O Observador VAR *não pode e não deve se manifestar sobre lances*. Não opina, não tipifica conduta, não orienta decisão. Sua função é estrutural, logística e de controle do processo, nunca técnica durante o jogo. Qualquer fala ou gesto interfere na comunicação, constrange a equipe e compromete a integridade da Sala VOR.

Essas diretrizes constavam de forma expressa nos documentos originais do VAR e foram *retiradas há mais de quatro anos*, no período do “soberbo”, e jamais restabelecidas. O resultado é previsível: papel difuso, limite frouxo e interferência normalizada.

O ponto central, além da auto escalas dos membros da comissão é a *interferência*.

O presidente da Comissão de Arbitragem, Rodrigo Cintra, se autoescalou como inspetor - fato inédito. Mais grave: o chefe do VAR, na função de *Observador VAR*, ocupa posição à frente da tela e se manifesta durante o processo. Isso não é detalhe. É violação direta do protocolo.

Pelo apurado, o árbitro de vídeo (Rodolpho Toski Marques) e sua equipe, supostamente, decidiram rever o lance, após interferência do observador e chefe na hierarquia da arbitragem, que segundo o protocolo, não deve agir no trabalho de análise da equipe técnica e aqui que quero, mais uma vez, dizer o quanto é perigoso termos membros de comissões de arbitragem atuando nessas funções.

Escala completa da partida - Fonte: CBF

O que chama atenção e a facilidade de Péricles Bassols se manter no poder.

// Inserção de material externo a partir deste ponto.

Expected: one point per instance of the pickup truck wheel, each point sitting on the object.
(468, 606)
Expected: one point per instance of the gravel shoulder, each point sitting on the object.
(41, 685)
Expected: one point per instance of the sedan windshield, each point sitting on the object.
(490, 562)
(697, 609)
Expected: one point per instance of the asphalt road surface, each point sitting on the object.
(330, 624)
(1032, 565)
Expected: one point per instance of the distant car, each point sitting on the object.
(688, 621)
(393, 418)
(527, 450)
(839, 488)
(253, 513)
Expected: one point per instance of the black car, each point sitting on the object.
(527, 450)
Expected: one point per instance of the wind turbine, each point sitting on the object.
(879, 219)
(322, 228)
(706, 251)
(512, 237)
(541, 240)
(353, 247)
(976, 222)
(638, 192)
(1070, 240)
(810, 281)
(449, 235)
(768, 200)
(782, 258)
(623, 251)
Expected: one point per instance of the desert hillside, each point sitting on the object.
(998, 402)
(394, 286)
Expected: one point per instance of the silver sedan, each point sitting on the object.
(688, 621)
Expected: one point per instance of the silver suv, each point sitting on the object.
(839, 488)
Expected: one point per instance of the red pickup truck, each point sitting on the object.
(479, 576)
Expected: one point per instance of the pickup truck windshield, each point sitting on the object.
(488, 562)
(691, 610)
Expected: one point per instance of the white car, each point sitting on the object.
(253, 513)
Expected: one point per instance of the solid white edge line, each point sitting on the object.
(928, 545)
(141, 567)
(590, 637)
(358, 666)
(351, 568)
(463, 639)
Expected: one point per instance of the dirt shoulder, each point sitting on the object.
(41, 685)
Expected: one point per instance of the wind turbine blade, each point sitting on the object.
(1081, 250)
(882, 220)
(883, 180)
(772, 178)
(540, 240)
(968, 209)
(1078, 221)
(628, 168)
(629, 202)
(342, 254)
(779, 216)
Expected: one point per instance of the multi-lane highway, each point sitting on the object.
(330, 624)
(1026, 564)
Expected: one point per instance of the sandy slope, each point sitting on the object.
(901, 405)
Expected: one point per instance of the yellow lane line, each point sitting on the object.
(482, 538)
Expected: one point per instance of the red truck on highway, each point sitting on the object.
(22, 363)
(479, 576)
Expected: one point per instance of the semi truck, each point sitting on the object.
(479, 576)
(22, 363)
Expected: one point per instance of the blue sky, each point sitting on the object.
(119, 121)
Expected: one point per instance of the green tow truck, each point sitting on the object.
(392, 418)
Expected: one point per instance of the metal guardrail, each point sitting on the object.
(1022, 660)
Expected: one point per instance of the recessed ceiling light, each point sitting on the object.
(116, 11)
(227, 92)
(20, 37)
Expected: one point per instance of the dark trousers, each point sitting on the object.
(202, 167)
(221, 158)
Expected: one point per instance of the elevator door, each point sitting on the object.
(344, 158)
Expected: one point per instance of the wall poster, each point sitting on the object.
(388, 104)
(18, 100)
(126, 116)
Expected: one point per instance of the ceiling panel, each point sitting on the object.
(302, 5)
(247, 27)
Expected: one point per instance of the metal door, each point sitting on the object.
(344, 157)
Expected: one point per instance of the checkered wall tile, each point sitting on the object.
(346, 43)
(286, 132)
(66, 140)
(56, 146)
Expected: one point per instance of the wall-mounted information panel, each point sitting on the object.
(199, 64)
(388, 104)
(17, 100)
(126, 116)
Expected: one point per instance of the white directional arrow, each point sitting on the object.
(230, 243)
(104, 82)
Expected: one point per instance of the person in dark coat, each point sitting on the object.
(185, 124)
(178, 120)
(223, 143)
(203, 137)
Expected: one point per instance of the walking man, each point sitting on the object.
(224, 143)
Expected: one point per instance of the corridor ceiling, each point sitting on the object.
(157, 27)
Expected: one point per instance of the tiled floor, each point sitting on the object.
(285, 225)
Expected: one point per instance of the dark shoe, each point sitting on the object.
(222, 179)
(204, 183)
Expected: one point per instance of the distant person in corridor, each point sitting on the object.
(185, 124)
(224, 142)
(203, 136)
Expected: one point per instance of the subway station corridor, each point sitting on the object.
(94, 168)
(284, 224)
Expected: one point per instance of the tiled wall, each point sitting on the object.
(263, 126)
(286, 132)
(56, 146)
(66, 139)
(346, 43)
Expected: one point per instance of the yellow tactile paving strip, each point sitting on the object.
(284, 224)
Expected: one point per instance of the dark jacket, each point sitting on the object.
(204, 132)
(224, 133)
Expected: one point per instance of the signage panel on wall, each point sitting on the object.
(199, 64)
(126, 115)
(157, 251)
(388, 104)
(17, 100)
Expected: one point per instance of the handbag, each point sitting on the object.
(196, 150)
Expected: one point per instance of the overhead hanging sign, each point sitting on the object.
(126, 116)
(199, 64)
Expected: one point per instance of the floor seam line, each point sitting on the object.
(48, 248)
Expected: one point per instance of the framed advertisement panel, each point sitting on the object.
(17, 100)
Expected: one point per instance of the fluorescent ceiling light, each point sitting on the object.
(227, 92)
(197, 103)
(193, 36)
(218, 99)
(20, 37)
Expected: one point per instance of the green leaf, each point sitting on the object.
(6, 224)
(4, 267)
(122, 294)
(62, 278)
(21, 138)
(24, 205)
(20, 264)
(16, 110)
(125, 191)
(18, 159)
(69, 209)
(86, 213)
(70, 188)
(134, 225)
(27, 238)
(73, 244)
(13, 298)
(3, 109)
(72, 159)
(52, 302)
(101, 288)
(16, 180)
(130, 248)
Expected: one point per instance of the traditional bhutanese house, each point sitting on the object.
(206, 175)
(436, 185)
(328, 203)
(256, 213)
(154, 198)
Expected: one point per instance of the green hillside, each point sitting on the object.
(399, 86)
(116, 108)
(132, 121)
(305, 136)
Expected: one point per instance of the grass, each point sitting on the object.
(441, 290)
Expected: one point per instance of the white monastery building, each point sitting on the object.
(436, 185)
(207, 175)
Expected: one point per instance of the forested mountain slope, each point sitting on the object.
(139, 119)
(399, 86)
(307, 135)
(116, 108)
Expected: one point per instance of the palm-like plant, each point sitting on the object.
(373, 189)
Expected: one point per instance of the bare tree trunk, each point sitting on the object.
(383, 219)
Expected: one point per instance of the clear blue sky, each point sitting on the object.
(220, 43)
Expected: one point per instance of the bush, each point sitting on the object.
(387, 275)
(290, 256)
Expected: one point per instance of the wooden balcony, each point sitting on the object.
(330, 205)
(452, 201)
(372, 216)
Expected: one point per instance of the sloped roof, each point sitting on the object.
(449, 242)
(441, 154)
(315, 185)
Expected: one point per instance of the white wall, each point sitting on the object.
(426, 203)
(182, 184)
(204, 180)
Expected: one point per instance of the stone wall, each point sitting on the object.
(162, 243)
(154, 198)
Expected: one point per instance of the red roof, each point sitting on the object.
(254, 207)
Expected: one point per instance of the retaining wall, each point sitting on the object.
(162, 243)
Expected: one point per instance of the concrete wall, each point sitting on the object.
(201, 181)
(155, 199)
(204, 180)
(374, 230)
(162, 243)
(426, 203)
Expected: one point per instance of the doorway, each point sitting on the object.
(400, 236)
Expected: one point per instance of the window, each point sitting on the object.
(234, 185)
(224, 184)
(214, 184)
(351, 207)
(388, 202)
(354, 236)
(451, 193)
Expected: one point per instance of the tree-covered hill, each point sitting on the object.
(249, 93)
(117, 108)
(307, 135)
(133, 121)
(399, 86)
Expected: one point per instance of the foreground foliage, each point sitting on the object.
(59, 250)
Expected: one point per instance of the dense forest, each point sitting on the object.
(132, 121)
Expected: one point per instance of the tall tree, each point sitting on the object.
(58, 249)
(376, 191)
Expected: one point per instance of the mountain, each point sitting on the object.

Quando ainda árbitro, teria intermediado as negociações do contrato de patrocínio entre a Topper e a FERJ. Por divergência no valor que teria a receber pela intermediação, bateu de frente com o chefe dos e deixou o estado indo arbitrar em Pernambuco.

Na ocasião, membros da arbitragem carioca suspeitavam que o ex-árbitro vazava informações e o Blog teve acesso a alguns desses áudios onde Bassols revela detalhes da sua ida para o futebol pernambucano e critica os dirigentes carioca, revela bastidores e diz que quase tiraram ele do quadro da FIFA por não fazer a famosa leitura de jogo que Jorge Rabello queria.